The first of two new reactors is now about six months into commissioning. One technical issue highlighted by Nuclear Power Corporation of India Ltd (NPCIL) and the Atomic Energy Regulatory Board (AERB) concerned the replacement of four valves in the passive core cooling system.

NPCIL explained that these operate without power and are tested after installation in the power plant under operating conditions of heat and pressure. However, the four identical units “showed variation from expected performance” and have since been replaced. The matter has been reported to the AERB, which said it was reviewing the performance data.
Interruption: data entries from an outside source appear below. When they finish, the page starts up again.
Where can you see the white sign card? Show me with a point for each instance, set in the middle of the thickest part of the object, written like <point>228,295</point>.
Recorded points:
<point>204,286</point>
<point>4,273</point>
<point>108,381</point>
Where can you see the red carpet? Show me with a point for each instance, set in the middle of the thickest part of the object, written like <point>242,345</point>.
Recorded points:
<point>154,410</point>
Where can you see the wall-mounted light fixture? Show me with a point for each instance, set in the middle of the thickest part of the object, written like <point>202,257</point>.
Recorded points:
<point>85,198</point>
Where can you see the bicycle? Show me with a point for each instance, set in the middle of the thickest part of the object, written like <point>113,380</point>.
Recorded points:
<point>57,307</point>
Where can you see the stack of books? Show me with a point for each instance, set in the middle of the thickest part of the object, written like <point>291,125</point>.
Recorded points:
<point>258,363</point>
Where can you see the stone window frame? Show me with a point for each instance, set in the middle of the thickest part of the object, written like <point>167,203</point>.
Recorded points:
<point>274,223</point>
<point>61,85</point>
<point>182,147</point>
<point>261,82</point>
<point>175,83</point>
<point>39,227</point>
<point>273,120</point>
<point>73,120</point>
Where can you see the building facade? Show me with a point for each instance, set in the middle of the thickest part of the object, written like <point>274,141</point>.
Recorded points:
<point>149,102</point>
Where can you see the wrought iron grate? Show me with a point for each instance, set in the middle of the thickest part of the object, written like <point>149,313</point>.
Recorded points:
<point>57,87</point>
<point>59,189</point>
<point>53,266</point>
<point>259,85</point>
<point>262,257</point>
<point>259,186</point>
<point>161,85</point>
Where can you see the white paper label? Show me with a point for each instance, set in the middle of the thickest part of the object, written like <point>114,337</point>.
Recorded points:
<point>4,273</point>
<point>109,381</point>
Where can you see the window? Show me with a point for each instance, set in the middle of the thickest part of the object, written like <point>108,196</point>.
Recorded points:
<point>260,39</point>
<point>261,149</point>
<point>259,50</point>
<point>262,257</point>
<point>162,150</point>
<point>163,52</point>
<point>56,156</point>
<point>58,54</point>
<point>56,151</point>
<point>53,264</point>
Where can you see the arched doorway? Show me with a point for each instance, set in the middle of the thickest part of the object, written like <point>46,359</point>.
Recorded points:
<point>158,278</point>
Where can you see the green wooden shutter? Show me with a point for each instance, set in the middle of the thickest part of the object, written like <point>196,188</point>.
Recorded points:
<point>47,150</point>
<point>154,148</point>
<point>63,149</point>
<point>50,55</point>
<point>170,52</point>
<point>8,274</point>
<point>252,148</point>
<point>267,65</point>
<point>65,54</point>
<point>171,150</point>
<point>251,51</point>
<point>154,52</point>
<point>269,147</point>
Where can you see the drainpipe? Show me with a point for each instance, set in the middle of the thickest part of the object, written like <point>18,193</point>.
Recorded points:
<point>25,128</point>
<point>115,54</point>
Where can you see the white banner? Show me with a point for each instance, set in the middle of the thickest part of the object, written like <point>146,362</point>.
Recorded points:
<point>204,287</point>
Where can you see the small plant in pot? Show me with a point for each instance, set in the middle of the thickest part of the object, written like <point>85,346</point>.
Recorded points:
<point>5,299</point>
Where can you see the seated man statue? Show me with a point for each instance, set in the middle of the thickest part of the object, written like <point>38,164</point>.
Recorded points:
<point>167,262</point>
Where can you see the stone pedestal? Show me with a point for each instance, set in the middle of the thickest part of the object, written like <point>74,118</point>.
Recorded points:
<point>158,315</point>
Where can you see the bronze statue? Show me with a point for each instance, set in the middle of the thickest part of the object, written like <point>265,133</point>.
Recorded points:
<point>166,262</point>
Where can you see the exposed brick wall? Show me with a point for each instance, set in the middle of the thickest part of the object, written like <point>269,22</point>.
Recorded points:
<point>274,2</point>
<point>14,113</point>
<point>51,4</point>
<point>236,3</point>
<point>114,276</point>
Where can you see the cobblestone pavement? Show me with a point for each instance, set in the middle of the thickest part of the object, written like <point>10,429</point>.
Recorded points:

The two VVER-1000 pressurized water reactors at Kudankulam will supply 950 MWe each to the state of Tamil Nadu, including the major port of Tuticorin and associated industrial complex 100 kilometers away. Local people in the area staged several major demonstrations during construction, which prime minister Manmohan Singh blamed on foreign activist groups. These even halted work on the site for a period and contributed to the plant’s schedule sliding by over a year.

Russian state firm Rosatom is building the reactors as part of an intergovernmental agreement dating back to 1988. Two more units have been agreed upon and these will come with $3.5 billion in export finance from Moscow, covering about 85% of the project. A total of eight reactors could one day operate at Kudankulam.